Salmonella in the lairage of pig slaughterhouses.

Autor: Swanenburg M; Department of the Science of Food of Animal Origin, Faculty of Veterinary Medicine, Utrecht University, The Netherlands. M.Swanenburg@id.wag-ur.nl, Urlings HA, Keuzenkamp DA, Snijders JM
Jazyk: angličtina
Zdroj: Journal of food protection [J Food Prot] 2001 Jan; Vol. 64 (1), pp. 12-6.

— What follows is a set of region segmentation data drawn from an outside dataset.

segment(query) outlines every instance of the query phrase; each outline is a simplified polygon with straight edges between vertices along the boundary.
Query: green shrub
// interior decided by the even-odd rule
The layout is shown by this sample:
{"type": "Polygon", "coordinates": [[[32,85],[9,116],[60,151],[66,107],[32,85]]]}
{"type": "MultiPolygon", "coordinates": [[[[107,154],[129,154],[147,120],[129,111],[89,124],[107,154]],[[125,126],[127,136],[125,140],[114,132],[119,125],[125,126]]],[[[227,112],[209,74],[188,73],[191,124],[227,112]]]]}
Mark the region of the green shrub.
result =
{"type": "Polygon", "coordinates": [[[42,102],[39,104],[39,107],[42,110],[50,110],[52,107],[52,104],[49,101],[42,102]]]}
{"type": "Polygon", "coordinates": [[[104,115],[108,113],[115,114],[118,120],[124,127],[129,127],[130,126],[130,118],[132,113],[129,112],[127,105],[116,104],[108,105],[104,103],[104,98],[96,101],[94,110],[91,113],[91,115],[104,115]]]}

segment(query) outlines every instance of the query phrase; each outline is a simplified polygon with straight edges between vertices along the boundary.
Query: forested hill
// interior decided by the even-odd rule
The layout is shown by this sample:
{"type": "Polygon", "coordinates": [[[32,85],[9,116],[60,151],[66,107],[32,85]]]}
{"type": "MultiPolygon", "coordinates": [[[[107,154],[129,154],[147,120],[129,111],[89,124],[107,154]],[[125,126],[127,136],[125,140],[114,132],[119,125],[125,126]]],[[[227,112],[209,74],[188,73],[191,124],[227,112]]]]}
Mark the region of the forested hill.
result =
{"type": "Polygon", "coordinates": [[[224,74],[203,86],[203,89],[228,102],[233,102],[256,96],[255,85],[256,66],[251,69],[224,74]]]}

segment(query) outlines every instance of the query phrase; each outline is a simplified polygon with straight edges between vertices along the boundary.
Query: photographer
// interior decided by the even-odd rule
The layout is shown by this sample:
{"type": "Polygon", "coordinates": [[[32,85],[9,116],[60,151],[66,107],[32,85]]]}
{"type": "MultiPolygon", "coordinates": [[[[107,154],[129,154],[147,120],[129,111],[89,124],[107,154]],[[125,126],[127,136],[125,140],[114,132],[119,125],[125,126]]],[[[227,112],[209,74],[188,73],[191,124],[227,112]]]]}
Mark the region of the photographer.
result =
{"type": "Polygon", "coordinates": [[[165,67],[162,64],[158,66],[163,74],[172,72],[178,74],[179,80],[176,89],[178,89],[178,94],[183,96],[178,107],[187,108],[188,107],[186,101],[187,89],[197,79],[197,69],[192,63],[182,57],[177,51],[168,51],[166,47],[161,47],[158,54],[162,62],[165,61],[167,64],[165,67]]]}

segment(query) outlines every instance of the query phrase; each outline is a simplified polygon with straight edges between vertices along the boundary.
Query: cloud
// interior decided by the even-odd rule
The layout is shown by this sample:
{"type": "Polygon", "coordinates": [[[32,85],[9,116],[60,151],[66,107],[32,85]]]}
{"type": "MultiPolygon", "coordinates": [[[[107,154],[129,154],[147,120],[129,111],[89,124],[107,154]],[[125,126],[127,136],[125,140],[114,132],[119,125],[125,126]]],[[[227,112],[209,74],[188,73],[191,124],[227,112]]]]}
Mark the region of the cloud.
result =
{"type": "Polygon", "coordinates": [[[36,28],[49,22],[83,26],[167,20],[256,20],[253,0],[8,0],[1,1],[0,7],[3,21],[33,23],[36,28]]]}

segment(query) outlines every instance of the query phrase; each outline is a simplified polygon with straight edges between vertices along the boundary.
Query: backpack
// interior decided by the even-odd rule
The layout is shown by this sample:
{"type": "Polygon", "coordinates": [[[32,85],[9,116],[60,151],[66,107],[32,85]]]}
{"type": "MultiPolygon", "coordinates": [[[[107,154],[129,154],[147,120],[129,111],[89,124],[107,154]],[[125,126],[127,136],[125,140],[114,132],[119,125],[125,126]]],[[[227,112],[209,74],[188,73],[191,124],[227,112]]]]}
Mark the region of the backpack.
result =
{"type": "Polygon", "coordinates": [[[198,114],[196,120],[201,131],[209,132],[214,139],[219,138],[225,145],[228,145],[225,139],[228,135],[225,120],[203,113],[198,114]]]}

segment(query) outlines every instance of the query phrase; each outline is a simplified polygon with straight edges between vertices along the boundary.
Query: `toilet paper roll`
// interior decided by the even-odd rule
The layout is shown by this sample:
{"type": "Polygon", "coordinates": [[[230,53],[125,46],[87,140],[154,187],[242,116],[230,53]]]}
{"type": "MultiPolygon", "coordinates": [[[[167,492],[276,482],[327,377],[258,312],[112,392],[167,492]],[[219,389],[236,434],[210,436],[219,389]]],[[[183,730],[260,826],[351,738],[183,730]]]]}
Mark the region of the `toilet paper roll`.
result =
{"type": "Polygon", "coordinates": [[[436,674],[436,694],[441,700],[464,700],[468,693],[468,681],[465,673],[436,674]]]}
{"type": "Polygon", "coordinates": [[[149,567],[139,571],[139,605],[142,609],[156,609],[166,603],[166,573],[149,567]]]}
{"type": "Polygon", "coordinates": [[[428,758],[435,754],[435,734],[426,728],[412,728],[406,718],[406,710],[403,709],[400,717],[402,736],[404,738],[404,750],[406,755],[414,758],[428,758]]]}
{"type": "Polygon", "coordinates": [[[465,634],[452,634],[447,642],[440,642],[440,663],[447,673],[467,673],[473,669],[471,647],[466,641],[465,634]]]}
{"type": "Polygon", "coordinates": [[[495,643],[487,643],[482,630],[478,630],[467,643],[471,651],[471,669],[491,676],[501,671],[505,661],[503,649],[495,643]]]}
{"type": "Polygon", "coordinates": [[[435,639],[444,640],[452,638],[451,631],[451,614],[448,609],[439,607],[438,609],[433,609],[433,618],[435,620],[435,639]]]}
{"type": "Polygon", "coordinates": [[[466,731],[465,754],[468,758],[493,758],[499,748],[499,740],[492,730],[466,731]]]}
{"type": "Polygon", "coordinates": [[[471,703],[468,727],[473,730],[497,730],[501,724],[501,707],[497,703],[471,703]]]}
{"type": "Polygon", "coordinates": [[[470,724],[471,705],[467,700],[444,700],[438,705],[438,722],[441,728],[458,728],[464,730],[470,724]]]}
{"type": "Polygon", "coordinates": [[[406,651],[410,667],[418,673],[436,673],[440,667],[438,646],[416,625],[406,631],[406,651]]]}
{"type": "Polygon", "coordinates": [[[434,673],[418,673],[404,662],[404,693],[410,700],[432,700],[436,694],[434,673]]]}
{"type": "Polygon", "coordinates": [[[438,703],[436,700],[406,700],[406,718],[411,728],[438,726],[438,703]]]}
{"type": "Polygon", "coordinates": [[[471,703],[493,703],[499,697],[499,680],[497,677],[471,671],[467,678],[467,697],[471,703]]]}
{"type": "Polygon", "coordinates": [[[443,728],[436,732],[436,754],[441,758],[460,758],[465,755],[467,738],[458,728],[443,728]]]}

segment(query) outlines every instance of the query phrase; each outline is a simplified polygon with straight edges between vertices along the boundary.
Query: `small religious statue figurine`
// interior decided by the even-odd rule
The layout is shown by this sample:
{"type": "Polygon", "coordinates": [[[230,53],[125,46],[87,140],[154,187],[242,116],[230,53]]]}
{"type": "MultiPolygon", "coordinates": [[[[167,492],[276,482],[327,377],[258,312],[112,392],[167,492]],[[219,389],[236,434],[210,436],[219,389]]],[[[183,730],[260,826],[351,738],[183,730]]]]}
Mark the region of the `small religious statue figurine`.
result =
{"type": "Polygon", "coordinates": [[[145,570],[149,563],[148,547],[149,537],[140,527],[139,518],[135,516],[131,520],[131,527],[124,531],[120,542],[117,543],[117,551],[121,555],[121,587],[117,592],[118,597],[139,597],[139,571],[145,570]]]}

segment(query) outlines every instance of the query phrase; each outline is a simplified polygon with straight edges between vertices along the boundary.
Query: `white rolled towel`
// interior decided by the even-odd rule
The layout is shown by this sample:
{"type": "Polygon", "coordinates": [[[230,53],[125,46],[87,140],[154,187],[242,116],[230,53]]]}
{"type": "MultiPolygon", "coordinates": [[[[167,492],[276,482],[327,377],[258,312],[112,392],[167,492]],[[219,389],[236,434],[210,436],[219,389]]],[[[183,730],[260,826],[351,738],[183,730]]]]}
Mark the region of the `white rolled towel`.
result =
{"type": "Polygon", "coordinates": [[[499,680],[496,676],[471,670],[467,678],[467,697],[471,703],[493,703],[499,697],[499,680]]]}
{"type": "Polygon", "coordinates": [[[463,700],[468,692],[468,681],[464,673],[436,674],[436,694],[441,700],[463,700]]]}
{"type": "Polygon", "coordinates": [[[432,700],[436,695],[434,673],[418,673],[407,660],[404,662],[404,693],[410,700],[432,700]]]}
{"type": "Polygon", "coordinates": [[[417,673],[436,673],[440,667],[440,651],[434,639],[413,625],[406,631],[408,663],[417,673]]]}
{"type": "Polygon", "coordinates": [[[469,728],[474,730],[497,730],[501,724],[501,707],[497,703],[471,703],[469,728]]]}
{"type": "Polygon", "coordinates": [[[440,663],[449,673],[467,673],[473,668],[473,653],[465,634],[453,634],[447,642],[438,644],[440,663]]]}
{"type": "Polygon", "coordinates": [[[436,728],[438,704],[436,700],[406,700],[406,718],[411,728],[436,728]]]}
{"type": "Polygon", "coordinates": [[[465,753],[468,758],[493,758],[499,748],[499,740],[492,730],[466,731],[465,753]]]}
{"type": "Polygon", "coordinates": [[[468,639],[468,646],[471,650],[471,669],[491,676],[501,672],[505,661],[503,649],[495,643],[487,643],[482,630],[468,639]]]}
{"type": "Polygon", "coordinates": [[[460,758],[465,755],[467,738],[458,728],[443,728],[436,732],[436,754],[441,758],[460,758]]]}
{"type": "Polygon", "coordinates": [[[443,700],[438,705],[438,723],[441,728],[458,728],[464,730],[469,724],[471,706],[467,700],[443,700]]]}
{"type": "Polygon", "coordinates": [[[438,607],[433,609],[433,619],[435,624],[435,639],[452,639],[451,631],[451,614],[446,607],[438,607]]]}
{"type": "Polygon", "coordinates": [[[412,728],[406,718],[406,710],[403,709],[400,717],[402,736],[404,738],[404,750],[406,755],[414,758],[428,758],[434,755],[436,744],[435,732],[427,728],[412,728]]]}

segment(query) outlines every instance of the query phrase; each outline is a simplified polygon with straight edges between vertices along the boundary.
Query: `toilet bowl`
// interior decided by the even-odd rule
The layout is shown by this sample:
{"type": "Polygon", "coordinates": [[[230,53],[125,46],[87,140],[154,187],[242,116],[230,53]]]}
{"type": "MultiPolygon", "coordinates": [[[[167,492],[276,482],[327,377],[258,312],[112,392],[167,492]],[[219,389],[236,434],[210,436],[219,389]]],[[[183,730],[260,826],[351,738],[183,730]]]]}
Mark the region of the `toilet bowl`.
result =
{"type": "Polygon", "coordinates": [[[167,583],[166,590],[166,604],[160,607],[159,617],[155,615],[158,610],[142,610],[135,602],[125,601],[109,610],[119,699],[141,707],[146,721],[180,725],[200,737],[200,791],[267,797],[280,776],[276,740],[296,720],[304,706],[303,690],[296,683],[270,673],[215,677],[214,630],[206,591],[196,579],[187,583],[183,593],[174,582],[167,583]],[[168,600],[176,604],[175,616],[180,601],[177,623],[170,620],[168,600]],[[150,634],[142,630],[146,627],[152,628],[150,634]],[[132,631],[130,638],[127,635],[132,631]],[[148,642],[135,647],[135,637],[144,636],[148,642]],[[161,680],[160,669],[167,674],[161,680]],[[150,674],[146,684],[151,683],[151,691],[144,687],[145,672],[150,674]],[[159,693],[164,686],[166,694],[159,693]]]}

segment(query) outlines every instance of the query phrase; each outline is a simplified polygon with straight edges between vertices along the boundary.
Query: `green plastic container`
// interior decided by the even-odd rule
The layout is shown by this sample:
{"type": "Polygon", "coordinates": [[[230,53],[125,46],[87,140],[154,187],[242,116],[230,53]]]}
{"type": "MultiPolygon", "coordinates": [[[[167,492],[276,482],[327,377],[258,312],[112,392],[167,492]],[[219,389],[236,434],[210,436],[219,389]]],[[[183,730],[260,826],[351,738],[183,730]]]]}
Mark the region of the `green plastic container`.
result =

DOI: 10.4315/0362-028x-64.1.12
Abstrakt: The purpose of this study was to determine if lairages of pig slaughterhouses can act as a source of contamination of slaughtered pigs with Salmonella. The prevalence and variety of serotypes of Salmonella in the lairages of two pig slaughterhouses were determined, and the efficacy of the usual cleaning and disinfection on the presence of Salmonella was estimated. Lairages of two pig slaughterhouses were sampled three times when pigs were present. Furthermore, these lairages were sampled after the usual cleaning and disinfection, whereas the lairage of one slaughterhouse was sampled an additional time after improved cleaning and disinfection. Samples were collected by swabbing floor and wall surfaces and collecting the residing fluids on the floor throughout the lairage. Salmonella was isolated in 70 to 90% of the samples when pigs were present. The usual cleaning and disinfection reduced the level of contamination with Salmonella to 25% positive samples, whereas improved cleaning and disinfection reduced this level to 10% positive samples. It is concluded that the waiting period in the lairage of at least 2 h contains a substantial risk for slaughter pigs to become infected with Salmonella, especially for pigs originating from Salmonella-free herds. The usual cleaning and disinfection of the lairage were not sufficient to eliminate this risk, whereas an improved procedure for cleaning and disinfection still was unsatisfactory.